Dictionary entry details
Sense 1
Meaning:
A sculpture created by removing material (as wood or ivory or stone) in order to create a desired shape
Classified under:
Nouns denoting man-made objects
Hypernyms ("carving" is a kind of...):
sculpture (a three-dimensional work of plastic art)
Hyponyms (each of the following is a kind of "carving"):
cinquefoil (an ornamental carving consisting of five arcs arranged in a circle)
glyptic art; glyptography (carvings or engravings (especially on precious stones))
scrimshaw (a carving (or engraving) on whalebone, whale ivory, walrus tusk, etc., usually by American whalers)
vermiculation (a decoration consisting of wormlike carvings)
woodcarving (a carving created by carving wood)
Sense 2
Meaning:
Removing parts from hard material to create a desired pattern or shape
Classified under:
Nouns denoting acts or actions
Synonyms:
carving; cutting
Hypernyms ("carving" is a kind of...):
creating by removal (the act of creating by removing something)

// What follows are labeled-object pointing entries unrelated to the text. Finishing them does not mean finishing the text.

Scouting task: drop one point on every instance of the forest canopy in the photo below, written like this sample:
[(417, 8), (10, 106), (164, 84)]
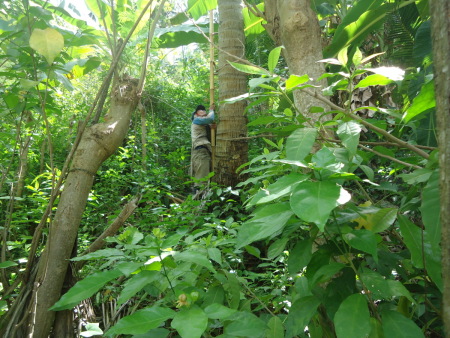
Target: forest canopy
[(321, 216)]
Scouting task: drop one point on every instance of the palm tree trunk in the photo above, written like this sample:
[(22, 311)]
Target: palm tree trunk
[(440, 18), (231, 151)]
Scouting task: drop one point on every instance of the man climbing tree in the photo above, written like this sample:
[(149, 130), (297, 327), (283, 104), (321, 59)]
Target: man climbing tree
[(201, 144)]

Hyponyms (each of the following is a kind of "carving"):
petroglyph (a carving or line drawing on rock (especially one made by prehistoric people))
truncation (the replacement of an edge or solid angle (as in cutting a gemstone) by a plane (especially by a plane that is equally inclined to the adjacent faces))
Derivation:
carve (form by carving)
Sense 3
Meaning:
Creating figures or designs in three dimensions
Classified under:
Nouns denoting acts or actions
Synonyms:
carving; sculpture
Hypernyms ("carving" is a kind of...):
art; artistic creation; artistic production (the creation of beautiful or significant things)

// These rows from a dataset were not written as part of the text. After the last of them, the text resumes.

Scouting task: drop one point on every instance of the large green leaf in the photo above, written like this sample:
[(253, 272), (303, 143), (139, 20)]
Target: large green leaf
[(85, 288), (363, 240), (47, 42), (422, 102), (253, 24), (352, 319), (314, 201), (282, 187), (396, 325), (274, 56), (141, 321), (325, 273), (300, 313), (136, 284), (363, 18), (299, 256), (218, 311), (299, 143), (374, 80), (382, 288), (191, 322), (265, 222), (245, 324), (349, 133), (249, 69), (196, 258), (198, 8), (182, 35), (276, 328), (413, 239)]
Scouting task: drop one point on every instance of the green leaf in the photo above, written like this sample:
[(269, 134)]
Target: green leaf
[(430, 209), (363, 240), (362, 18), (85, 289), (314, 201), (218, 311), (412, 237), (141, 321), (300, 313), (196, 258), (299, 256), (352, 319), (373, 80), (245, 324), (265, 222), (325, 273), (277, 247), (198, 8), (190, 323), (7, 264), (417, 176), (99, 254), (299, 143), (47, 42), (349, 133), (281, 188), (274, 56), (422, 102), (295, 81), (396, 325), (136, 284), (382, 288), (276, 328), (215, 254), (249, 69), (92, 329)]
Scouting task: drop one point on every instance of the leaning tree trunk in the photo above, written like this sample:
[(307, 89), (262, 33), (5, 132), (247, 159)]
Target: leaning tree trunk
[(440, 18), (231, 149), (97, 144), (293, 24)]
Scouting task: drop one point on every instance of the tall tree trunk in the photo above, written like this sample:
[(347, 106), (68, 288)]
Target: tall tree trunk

beaux arts; fine arts (the study and creation of visual works of art)
Hyponyms (each of the following is a kind of "carving"):
modeling; modelling; molding; moulding (a preliminary sculpture in wax or clay from which a finished work can be copied)
Derivation:
carve (engrave or cut by chipping away at a surface)
Context examples
I have seen him smile in his quiet way because I had looked for the fourth time towards the carving squire.

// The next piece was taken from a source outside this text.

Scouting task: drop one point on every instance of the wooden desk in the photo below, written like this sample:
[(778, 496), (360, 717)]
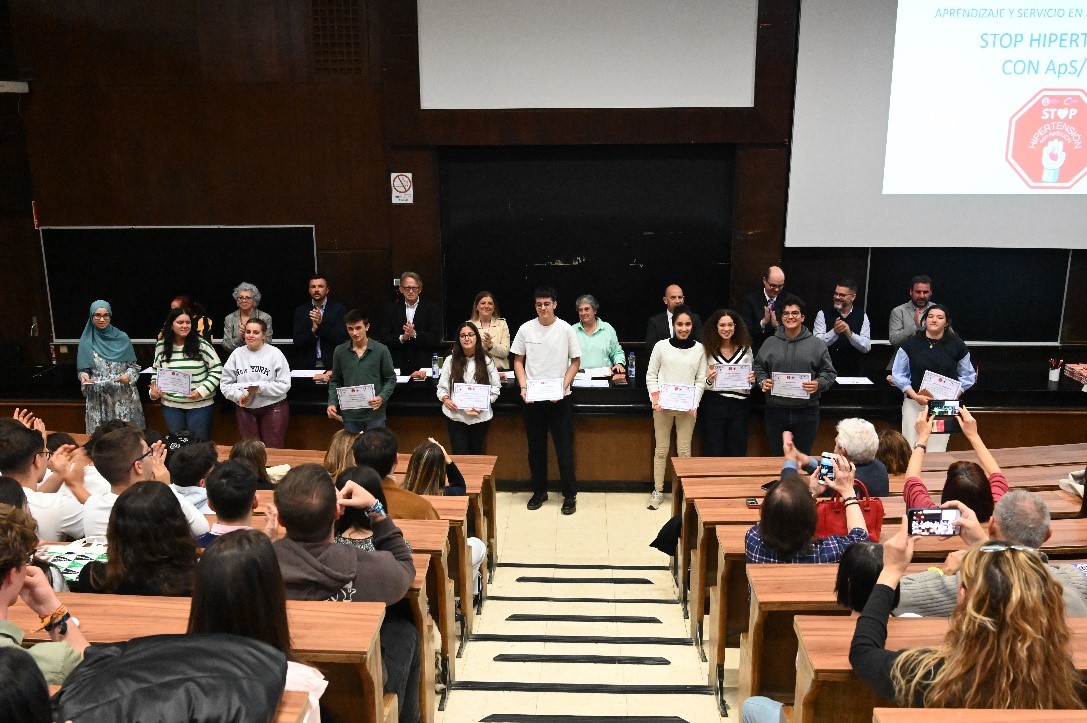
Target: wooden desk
[(352, 663), (827, 689)]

(The White Company, by Sir Arthur Conan Doyle)
There was an old door in this playground, on which the boys had a custom of carving their names.
(David Copperfield, by Charles Dickens)
Not a speck escaped Aunt March's eye, and all the furniture had claw legs and much carving, which was never dusted to suit.
(Little Women, by Louisa May Alcott)
Most existing models that lay out the origin of Titan's lakes show liquid methane dissolving the moon's bedrock of ice and solid organic compounds, carving reservoirs that fill with the liquid.
(New Models Suggest Titan Lakes Are Explosion Craters, NASA)
But she was too busy in her mind, carving out a career for him that would at least be possible, to ask what the ultimate something was which he had hinted at.
(Martin Eden, by Jack London)
I could see even in the dim light that the stone was massively carved, but that the carving had been much worn by time and weather.
(Dracula, by Bram Stoker)
The young planet is carving a path through the primordial disc of gas and dust around the very young star PDS 70.
(First Confirmed Image of Newborn Planet, ESO)
Inside was a large room in which fifty workers were carving or moulding.
(The Return of Sherlock Holmes, by Sir Arthur Conan Doyle)
The fireplace, where she had expected the ample width and ponderous carving of former times, was contracted to a Rumford, with slabs of plain though handsome marble, and ornaments over it of the prettiest English china.
(Northanger Abbey, by Jane Austen)
The whole party rose accordingly, and under Mrs. Rushworth's guidance were shewn through a number of rooms, all lofty, and many large, and amply furnished in the taste of fifty years back, with shining floors, solid mahogany, rich damask, marble, gilding, and carving, each handsome in its way.